Journal Onkologie
Medizin

Leber-Botenstoffe aktivieren abbauende Prozesse im Gewebe

Der Leberstoffwechsel wird bei Kachexie umfassend neu programmiert. Dabei verliert insbesondere ein Gen seine Funktion, das normalerweise den tageszeitlichen Rhythmus der Leberaktivität steuert. In einem Mausmodell zeigte sich, dass diese sogenannte innere Uhr nahezu vollständig ausgeschaltet war. Wurde das Gen REV-ERBα gezielt in der Leber reaktiviert, ließ sich der Verlust von Körpermasse signifikant abschwächen.

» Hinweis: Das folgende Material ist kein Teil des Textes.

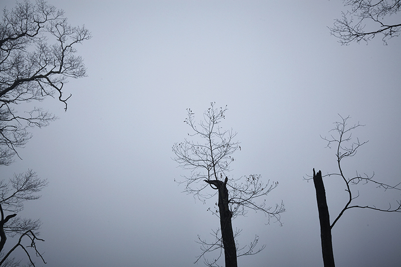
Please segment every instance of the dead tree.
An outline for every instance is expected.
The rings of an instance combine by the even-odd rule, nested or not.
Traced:
[[[348,178],[346,176],[343,172],[341,167],[342,160],[344,159],[355,155],[358,149],[362,145],[366,144],[367,141],[361,142],[358,138],[356,138],[355,142],[351,141],[351,132],[352,130],[363,125],[359,124],[358,123],[352,126],[348,126],[347,121],[350,118],[349,116],[346,118],[343,118],[341,116],[340,117],[341,119],[341,120],[339,122],[334,123],[336,126],[330,131],[334,132],[335,134],[331,135],[330,137],[322,137],[323,140],[328,142],[327,147],[331,148],[332,145],[335,145],[338,172],[329,173],[322,176],[321,171],[319,170],[317,173],[315,173],[315,169],[313,169],[313,176],[312,177],[309,176],[310,178],[306,178],[306,180],[307,180],[310,179],[313,179],[316,191],[319,219],[320,222],[322,253],[325,267],[334,267],[334,266],[331,241],[331,229],[346,210],[352,208],[359,208],[387,212],[401,212],[401,200],[397,201],[397,205],[393,208],[391,207],[391,205],[389,206],[388,208],[383,209],[377,208],[373,205],[353,204],[355,199],[359,196],[359,191],[357,191],[357,193],[355,194],[352,190],[352,186],[353,185],[356,185],[360,183],[365,184],[370,183],[374,184],[377,188],[382,188],[384,190],[387,189],[401,190],[401,188],[398,187],[401,182],[395,185],[389,185],[373,179],[374,173],[370,176],[365,174],[364,176],[362,176],[357,172],[355,176],[351,177],[351,178]],[[326,193],[322,178],[331,176],[338,176],[344,182],[345,190],[348,193],[348,199],[344,207],[335,217],[333,222],[330,224],[329,210],[327,207]]]
[[[284,208],[282,201],[281,204],[276,204],[273,210],[271,207],[266,206],[265,202],[255,202],[257,198],[265,197],[276,188],[278,184],[277,182],[270,185],[268,182],[264,185],[261,181],[260,176],[254,175],[229,179],[228,172],[231,170],[230,164],[234,160],[232,155],[241,147],[239,143],[234,141],[236,133],[232,130],[223,130],[219,125],[227,110],[227,107],[215,109],[214,103],[212,103],[211,107],[204,113],[204,121],[196,124],[194,113],[188,109],[188,117],[184,122],[193,132],[188,135],[196,141],[185,139],[183,142],[175,144],[172,150],[176,156],[173,159],[179,166],[191,170],[189,176],[184,176],[184,179],[178,182],[185,185],[185,191],[203,201],[216,194],[218,196],[216,204],[219,210],[215,211],[210,208],[209,210],[219,217],[221,234],[219,234],[219,230],[214,231],[216,240],[213,242],[198,237],[203,253],[195,262],[204,257],[207,265],[218,266],[217,261],[223,249],[226,267],[236,267],[238,256],[255,254],[264,246],[254,252],[259,240],[257,236],[248,249],[238,247],[235,237],[239,232],[233,232],[232,220],[239,215],[244,215],[250,209],[261,211],[267,216],[268,220],[273,217],[281,224],[280,214],[284,211]],[[210,193],[208,187],[214,191]],[[220,254],[217,258],[211,261],[205,258],[206,253],[219,249]]]

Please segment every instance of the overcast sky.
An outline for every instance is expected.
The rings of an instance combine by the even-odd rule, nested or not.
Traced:
[[[63,88],[72,94],[67,112],[56,100],[40,103],[60,119],[35,129],[22,160],[2,170],[3,178],[31,168],[49,181],[20,214],[43,221],[46,266],[193,266],[197,235],[212,237],[220,225],[207,211],[216,200],[204,205],[182,193],[174,179],[187,173],[171,147],[187,136],[186,109],[200,118],[212,101],[228,105],[222,126],[241,143],[229,178],[278,181],[267,201],[282,199],[286,209],[282,227],[265,225],[262,213],[234,220],[240,244],[257,234],[266,244],[240,266],[323,265],[314,187],[303,176],[336,171],[319,135],[337,114],[365,125],[353,134],[369,140],[344,161],[346,174],[401,180],[401,38],[341,46],[327,27],[345,10],[342,1],[49,3],[92,32],[77,48],[88,77]],[[332,221],[347,195],[335,177],[324,182]],[[358,189],[361,204],[386,208],[401,197]],[[400,220],[346,211],[332,233],[336,265],[398,264]]]

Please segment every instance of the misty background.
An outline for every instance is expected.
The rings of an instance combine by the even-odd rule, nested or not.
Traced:
[[[282,199],[286,210],[282,227],[253,211],[233,221],[243,228],[240,244],[256,234],[266,244],[239,265],[323,265],[315,189],[303,176],[336,171],[335,150],[319,135],[330,134],[338,114],[365,125],[353,137],[369,140],[344,161],[346,174],[401,181],[401,38],[341,46],[327,27],[345,10],[342,1],[48,3],[91,32],[77,47],[88,77],[64,86],[72,94],[66,112],[56,99],[36,103],[60,119],[33,129],[22,160],[2,168],[2,179],[30,168],[48,179],[42,198],[19,213],[41,219],[46,266],[194,265],[197,235],[213,240],[219,226],[207,211],[216,200],[182,193],[174,179],[187,173],[171,147],[190,131],[186,109],[198,120],[211,102],[228,105],[222,126],[241,142],[229,178],[278,181],[267,201]],[[332,221],[347,193],[336,177],[324,181]],[[361,205],[386,208],[401,197],[358,189]],[[398,264],[400,220],[346,211],[332,231],[336,265]]]

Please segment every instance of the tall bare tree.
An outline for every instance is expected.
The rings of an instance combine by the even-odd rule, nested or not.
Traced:
[[[343,0],[349,10],[342,13],[329,28],[339,42],[347,45],[353,41],[366,43],[376,35],[382,37],[384,44],[399,35],[401,20],[394,16],[401,8],[400,0]]]
[[[71,26],[62,10],[44,0],[34,4],[25,0],[11,10],[4,9],[0,21],[0,165],[11,164],[16,155],[19,157],[18,149],[32,136],[30,128],[46,126],[57,118],[33,103],[57,98],[67,110],[71,95],[64,97],[64,84],[69,78],[86,75],[75,47],[90,38],[85,27]],[[0,180],[2,266],[19,264],[19,260],[10,256],[17,247],[25,251],[34,266],[27,248],[42,257],[36,246],[36,241],[42,240],[37,237],[40,221],[23,219],[17,213],[24,201],[39,197],[36,193],[47,183],[32,170],[15,175],[8,182]],[[3,249],[8,236],[19,238],[6,252]],[[30,240],[28,245],[23,244],[25,239]]]
[[[190,127],[192,133],[188,134],[194,140],[185,139],[176,143],[172,150],[176,156],[174,160],[183,168],[191,171],[190,175],[184,176],[184,179],[179,182],[185,185],[186,192],[203,201],[218,195],[218,210],[211,208],[209,210],[220,218],[220,227],[214,231],[216,239],[213,242],[198,236],[203,252],[195,262],[203,257],[207,265],[219,266],[218,260],[224,249],[226,267],[236,267],[238,256],[255,254],[264,246],[254,251],[259,240],[257,236],[250,245],[239,247],[235,238],[239,232],[233,231],[232,220],[253,209],[266,214],[268,223],[273,218],[281,224],[280,213],[285,209],[282,201],[272,209],[266,205],[264,199],[277,186],[277,182],[270,184],[268,181],[264,184],[260,175],[256,175],[229,179],[230,164],[234,160],[232,155],[241,147],[234,140],[236,133],[232,130],[224,130],[219,125],[225,118],[227,107],[217,109],[214,104],[211,103],[211,107],[204,113],[204,121],[199,124],[195,122],[194,114],[187,110],[188,117],[184,122]],[[257,202],[260,198],[264,201]],[[205,257],[207,252],[216,250],[220,250],[220,254],[213,260]]]
[[[67,110],[71,95],[64,97],[64,85],[69,78],[86,76],[75,46],[90,37],[84,27],[72,27],[62,10],[43,0],[5,9],[0,23],[0,164],[12,162],[16,148],[31,138],[29,127],[45,126],[56,118],[43,108],[20,104],[56,97]]]
[[[349,177],[344,174],[341,165],[342,161],[344,159],[354,156],[360,146],[366,144],[367,141],[361,142],[358,138],[356,138],[356,141],[351,141],[352,131],[356,128],[363,125],[358,123],[349,126],[347,121],[350,118],[349,116],[346,118],[343,118],[341,116],[340,117],[341,119],[340,121],[334,123],[335,127],[331,131],[334,132],[335,134],[331,135],[330,137],[322,137],[323,140],[327,142],[327,147],[331,148],[332,146],[334,146],[336,149],[335,155],[338,172],[322,175],[321,171],[315,173],[315,169],[313,169],[313,176],[310,176],[310,178],[306,178],[308,180],[311,179],[313,179],[316,191],[316,200],[320,222],[322,253],[325,267],[334,266],[334,258],[331,241],[331,229],[344,214],[345,211],[351,209],[364,208],[386,212],[401,212],[401,200],[396,201],[396,205],[393,208],[391,207],[391,205],[387,208],[380,208],[373,205],[354,204],[355,199],[359,196],[359,191],[356,190],[356,193],[355,193],[356,189],[353,188],[358,184],[365,184],[369,183],[374,184],[377,188],[382,188],[384,190],[387,189],[401,190],[401,188],[399,187],[401,182],[395,185],[388,185],[374,179],[374,173],[370,176],[366,174],[362,176],[358,172],[356,172],[356,176],[351,177]],[[336,215],[332,222],[330,223],[323,178],[331,176],[338,177],[340,180],[343,181],[345,190],[348,193],[348,198],[345,200],[345,203],[344,207]]]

REV-ERBα kontrolliert die Expression mehrerer Gene, die für die Bildung bestimmter Leber-Botenstoffe – sogenannter Hepatokine – verantwortlich sind. Fällt das Gen aus, steigt die Produktion krankheitsfördernder Signalproteine deutlich an. Drei dieser Hepatokine – LBP, ITIH3 und IGFBP1 – stehen im Zentrum des identifizierten Mechanismus. Sie lösen in Zellkulturen katabole Prozesse in Muskel- und Fettzellen aus, die mit der klinischen Auszehrung bei Kachexie korrelieren. Auch bei Patient:innen mit unterschiedlichen Tumorerkrankungen waren die Konzentrationen dieser Proteine im Blut deutlich erhöht. In präklinischen Modellen ließ sich ihre schädliche Wirkung durch gezielte Hemmung reduzieren.

Neue Ansatzpunkte für Diagnose und Therapie der Kachexie

Die Ergebnisse belegen erstmals, dass die Leber nicht nur passiv auf Kachexie reagiert, sondern aktiv zum Fortschreiten der Erkrankung beiträgt. Daraus ergeben sich neue Perspektiven für die Diagnostik und Therapie. Die Forschenden stellten zudem einen umfassenden Datensatz bereit, der molekulare Signalnetzwerke, zelltypspezifische Veränderungen und funktionelle Auswirkungen in präklinischen Modellen umfasst – und damit auch über das untersuchte System hinaus nutzbar ist.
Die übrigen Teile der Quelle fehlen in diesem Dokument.